First-year MUSE students Erika Mei Chua Holum and LaMar Gayles each received Fall Awards from the Graduate College
Erika received the Award for Graduate Research for a project titled, Curatorial Research and Fellowship: Post-colonial Imaginaries in Artistic Practices and Liberatory Discourses in Southeast Asia and South Africa, which is aimed at producing new knowledge about the Malay Diaspora, and fostering exchange between South Africa and Southeast Asia. Using the process of exhibition development as a mode of investigation, Erika will undertake co-developed curatorial research and practice. The project will investigate artistic production and exhibition practices in Cape Malay communities in Cape Town, and produce an exhibition “focused on uses of imagination, myth, ritual, and religion in the formation of identity and cultural practices” in Malay communities in South Africa.

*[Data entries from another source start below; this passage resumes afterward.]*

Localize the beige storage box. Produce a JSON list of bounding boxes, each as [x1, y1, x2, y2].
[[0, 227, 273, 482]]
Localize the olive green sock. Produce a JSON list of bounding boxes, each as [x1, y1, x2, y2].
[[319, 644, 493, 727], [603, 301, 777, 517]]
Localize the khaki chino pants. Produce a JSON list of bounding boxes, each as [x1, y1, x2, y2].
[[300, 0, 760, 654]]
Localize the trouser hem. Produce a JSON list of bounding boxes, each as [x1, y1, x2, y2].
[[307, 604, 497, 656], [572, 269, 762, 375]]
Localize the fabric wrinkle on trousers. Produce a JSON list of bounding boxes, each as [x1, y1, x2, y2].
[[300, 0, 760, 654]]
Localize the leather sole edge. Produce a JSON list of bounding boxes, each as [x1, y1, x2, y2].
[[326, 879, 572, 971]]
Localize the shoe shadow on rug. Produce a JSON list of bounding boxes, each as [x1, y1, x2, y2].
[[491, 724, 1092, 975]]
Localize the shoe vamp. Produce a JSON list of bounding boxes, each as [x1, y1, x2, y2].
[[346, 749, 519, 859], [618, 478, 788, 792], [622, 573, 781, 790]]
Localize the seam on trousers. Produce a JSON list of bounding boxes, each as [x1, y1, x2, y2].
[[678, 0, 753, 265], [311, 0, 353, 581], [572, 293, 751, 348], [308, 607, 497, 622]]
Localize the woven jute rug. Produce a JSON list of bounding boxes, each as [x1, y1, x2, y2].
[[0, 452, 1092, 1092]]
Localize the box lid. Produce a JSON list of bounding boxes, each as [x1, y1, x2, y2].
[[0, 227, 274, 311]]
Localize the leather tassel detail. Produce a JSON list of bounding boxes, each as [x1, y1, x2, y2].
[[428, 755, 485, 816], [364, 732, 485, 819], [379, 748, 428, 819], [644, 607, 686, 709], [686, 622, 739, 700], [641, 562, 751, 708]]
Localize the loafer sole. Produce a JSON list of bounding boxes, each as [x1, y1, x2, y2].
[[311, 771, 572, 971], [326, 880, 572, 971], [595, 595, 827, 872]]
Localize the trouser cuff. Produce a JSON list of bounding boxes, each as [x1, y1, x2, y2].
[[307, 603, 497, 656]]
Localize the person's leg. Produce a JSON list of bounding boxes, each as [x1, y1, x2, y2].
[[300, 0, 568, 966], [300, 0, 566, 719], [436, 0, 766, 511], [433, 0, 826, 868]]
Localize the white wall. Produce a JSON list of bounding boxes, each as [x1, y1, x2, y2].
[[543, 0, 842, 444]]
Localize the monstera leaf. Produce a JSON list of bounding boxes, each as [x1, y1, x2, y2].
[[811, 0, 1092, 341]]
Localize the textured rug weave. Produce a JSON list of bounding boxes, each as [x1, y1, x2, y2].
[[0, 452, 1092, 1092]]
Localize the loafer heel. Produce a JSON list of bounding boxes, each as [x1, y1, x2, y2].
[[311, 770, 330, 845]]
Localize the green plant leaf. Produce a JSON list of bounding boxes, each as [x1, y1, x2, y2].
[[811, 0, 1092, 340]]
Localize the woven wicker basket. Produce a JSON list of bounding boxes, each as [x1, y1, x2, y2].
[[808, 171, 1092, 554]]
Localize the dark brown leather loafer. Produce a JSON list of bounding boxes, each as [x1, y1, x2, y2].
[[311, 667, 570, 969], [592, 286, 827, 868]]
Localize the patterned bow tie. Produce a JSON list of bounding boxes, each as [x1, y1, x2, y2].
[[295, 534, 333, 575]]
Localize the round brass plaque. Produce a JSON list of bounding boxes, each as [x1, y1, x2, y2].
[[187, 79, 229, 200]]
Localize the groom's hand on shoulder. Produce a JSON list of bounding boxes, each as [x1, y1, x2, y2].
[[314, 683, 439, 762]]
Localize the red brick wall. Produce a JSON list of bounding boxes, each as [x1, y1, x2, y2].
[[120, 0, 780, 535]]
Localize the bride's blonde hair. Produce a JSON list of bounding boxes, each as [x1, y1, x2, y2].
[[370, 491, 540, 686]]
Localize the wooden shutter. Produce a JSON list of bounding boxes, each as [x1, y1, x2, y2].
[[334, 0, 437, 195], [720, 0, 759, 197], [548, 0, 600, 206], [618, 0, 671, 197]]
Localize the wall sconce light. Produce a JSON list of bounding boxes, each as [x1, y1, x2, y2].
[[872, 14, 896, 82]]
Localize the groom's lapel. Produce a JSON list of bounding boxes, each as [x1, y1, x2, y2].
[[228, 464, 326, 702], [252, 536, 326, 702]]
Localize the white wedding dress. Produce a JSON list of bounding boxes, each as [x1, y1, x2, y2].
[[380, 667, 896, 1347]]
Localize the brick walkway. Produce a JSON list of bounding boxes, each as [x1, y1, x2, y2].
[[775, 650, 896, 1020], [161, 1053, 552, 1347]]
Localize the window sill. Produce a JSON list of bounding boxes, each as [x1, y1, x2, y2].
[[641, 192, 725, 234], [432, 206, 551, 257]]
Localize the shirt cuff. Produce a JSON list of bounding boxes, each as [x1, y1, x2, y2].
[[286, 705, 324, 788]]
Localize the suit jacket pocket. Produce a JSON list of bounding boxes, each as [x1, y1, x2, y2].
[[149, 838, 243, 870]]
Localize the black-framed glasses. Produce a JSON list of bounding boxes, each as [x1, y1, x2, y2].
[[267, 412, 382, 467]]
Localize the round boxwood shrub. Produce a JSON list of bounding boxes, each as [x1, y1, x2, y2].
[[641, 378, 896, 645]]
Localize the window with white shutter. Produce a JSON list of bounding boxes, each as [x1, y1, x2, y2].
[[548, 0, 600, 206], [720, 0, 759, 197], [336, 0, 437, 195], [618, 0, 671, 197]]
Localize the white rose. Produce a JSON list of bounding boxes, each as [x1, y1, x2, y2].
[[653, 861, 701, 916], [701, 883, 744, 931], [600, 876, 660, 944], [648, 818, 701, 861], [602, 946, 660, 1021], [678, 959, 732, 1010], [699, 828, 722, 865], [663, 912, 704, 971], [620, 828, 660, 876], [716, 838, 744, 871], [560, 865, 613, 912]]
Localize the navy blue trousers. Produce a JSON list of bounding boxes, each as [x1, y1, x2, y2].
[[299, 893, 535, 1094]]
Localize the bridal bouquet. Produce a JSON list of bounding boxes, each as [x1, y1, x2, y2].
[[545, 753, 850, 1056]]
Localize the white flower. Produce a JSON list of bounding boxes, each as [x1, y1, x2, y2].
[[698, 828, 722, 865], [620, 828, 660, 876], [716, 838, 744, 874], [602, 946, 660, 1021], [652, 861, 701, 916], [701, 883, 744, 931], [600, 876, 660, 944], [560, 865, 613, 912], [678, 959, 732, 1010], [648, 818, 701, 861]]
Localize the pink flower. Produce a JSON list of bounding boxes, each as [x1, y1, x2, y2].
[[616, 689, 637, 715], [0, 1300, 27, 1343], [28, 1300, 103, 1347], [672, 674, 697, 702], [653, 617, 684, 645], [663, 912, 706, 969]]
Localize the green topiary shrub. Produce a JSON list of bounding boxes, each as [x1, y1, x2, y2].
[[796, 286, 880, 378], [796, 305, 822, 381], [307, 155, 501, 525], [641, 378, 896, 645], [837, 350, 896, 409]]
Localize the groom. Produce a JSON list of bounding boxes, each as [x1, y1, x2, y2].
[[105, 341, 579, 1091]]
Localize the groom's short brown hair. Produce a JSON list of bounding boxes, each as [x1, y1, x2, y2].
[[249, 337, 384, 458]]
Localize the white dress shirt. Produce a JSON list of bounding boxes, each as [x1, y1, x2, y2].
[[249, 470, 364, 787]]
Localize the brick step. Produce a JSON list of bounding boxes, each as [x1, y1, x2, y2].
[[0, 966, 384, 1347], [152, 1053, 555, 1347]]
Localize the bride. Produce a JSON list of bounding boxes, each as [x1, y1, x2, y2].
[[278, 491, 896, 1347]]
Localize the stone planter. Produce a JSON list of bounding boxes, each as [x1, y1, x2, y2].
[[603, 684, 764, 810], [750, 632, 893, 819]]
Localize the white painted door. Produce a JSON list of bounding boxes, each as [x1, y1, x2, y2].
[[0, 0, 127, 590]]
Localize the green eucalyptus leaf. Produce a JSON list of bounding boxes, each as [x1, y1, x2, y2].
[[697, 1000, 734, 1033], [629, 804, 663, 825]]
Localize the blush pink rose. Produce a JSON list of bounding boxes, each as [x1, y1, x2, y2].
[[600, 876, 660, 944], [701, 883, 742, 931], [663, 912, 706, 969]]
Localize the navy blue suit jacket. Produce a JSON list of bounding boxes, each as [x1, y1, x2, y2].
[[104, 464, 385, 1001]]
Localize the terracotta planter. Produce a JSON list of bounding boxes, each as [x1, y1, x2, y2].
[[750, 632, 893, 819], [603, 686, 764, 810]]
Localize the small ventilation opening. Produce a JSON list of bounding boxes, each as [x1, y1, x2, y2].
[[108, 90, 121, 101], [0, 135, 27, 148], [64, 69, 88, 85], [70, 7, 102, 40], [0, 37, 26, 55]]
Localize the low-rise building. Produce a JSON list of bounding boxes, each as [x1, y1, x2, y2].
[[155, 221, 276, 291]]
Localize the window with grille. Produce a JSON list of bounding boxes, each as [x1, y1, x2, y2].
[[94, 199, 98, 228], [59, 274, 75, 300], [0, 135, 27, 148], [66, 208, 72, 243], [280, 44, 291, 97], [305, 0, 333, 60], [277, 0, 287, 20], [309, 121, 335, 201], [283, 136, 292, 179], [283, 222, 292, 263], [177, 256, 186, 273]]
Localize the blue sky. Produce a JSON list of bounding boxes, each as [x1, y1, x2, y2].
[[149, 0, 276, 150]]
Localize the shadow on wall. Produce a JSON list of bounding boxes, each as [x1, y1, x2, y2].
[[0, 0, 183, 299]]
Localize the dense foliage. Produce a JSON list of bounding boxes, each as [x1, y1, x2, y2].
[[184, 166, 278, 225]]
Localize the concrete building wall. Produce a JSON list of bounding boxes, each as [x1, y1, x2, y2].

LaMar's project, Experiencing Transhistorical Black Crafts: Afro-Morphism and Black Diasporic Materialism in Historical and Contemporary Craft Practices, for which he received the Provost's Graduate Research Award, proposes to “research… the emergence of the complex definition of a Black Aesthetic/Identity in Art and Craft during the 1960s-70s.” He plans to visit several public and private sites in Chicago and both coasts, where he will explore their Black/Diasporic Craft holdings, and document the fabrication methodologies used for these objects.